Si vous avez, comme nous, aimé la cuisine créative de Bertrand Grebaut chez Septime, si vous avez passé un déjeuner en agréable compagnie chez d’anciens acolytes du chef ayant ouvert leur propre table (Gare au gorille) l’an dernier, vous allez sans tarder découvrir une nouvelle adresse de la galaxie des septimiens : Elmer. On retrouve les codes du genre : façade nue, sans enseigne, sans nom, mais avec la même lanterne que les initiés reconnaîtront. L’espace est aéré, on respire, l’architecture intérieure est l’œuvre de Aude Gros-Rosanvallon, designer indépendante formée à l’école Pierre-Yves Rochon. Avec bien sûr une verrière avec vue sur ce qui se trame en cuisine, autour de la rôtissoire qui va fumer viandes et légumes. Le service est chaleureux, on discute, d’autant que la carte ne manque pas d’ingrédients et condiments que l’on connaît peu. On va se régaler, le chef Simon Horwitz n’est pas seulement un ancien de Septime, il a affuté ses ustensiles chez Wahid (Oustau) Meneau, et d’autres, avant un tour du monde pour se laisser influencer par le meilleur des nouvelles cuisines. En entrée, ce sera moules de bouchot et poires de terre (goût de pomme de terre mais texture de poire en effet), chou fleur fumé taillé à la mandoline, un sauce à l’estragon me semble t’il. L’amie des bonnes adresses récidive avec le maquereau comme chez Neva, grillé avec des poireaux et céleri.
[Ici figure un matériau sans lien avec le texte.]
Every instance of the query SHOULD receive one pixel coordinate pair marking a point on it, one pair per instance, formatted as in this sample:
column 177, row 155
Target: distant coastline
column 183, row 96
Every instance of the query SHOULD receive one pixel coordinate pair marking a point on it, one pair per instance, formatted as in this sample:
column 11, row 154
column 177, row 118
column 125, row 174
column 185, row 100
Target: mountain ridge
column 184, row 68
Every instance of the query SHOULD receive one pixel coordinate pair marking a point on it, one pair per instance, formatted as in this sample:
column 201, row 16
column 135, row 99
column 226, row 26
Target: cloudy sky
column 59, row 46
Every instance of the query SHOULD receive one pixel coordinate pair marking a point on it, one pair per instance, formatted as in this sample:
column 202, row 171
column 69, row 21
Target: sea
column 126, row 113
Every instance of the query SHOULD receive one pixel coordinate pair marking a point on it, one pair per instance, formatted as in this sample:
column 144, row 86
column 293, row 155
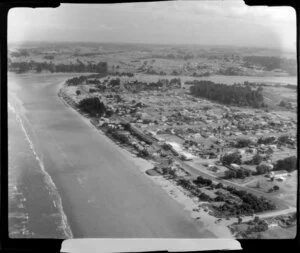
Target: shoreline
column 208, row 221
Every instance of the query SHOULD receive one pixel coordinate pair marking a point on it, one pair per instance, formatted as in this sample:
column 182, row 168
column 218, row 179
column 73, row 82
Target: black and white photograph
column 169, row 119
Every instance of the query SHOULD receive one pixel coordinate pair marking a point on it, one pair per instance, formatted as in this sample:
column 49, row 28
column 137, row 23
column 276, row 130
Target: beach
column 104, row 191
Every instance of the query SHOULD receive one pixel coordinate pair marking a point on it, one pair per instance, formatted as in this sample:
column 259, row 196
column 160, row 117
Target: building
column 278, row 174
column 234, row 166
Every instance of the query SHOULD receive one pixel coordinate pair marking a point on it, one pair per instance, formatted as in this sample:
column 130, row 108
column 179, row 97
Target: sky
column 210, row 22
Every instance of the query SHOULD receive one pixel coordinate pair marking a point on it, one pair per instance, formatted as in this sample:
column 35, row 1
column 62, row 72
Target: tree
column 229, row 174
column 256, row 219
column 289, row 164
column 219, row 185
column 240, row 174
column 231, row 158
column 262, row 169
column 257, row 159
column 241, row 143
column 240, row 220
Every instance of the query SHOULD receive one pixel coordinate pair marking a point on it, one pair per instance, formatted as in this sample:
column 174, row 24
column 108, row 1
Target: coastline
column 196, row 212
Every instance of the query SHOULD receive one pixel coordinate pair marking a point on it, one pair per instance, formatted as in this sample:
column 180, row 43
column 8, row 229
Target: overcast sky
column 213, row 22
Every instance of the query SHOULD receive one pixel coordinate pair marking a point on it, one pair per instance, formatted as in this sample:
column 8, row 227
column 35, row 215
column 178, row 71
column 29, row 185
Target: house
column 278, row 174
column 234, row 166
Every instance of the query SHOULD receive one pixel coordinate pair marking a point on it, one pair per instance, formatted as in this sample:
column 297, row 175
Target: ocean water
column 35, row 207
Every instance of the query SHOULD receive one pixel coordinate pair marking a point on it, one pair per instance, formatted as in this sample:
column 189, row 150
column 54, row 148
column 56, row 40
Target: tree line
column 226, row 94
column 271, row 62
column 22, row 67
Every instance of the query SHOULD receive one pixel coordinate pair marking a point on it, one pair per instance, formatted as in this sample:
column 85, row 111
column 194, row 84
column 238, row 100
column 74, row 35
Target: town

Les viandes sont extra, rosées à la perfection, que ce soit la canette de Challans à la butternut fumée et endives crues / cuites pour moi ou le veau au racines de persil et choux de Bruxelles pour Foodie Froggy. Les assiettes sont belles, graphiques et colorées. Papotages entrecoupés de miams (si vous voulez tout savoir on se dit qu’on pourrait faire un AR à Londres pour un déjeuner à la nouvelle table de notre Frenchie Greg Marchand). Et les desserts ? La chocolatomane que je suis a reçu un shoot avec cette ganache dense et corsée qu’un sorbet au fromage blanc onctueux accompagnait en donnant une touche de légèreté et d’acidité. Clémentine et patate douce violette (la recherche de nouveaux légumes !) nappées d’un caramel demi sel à verser. Notre charmant serveur nous confiera avoir vu certains terminer le petit pot avec des boulettes de pain, puis avec les doigts. Café et meringues à la sauge. Excellente adresse, cet Elmer nous fait barrir de plaisir.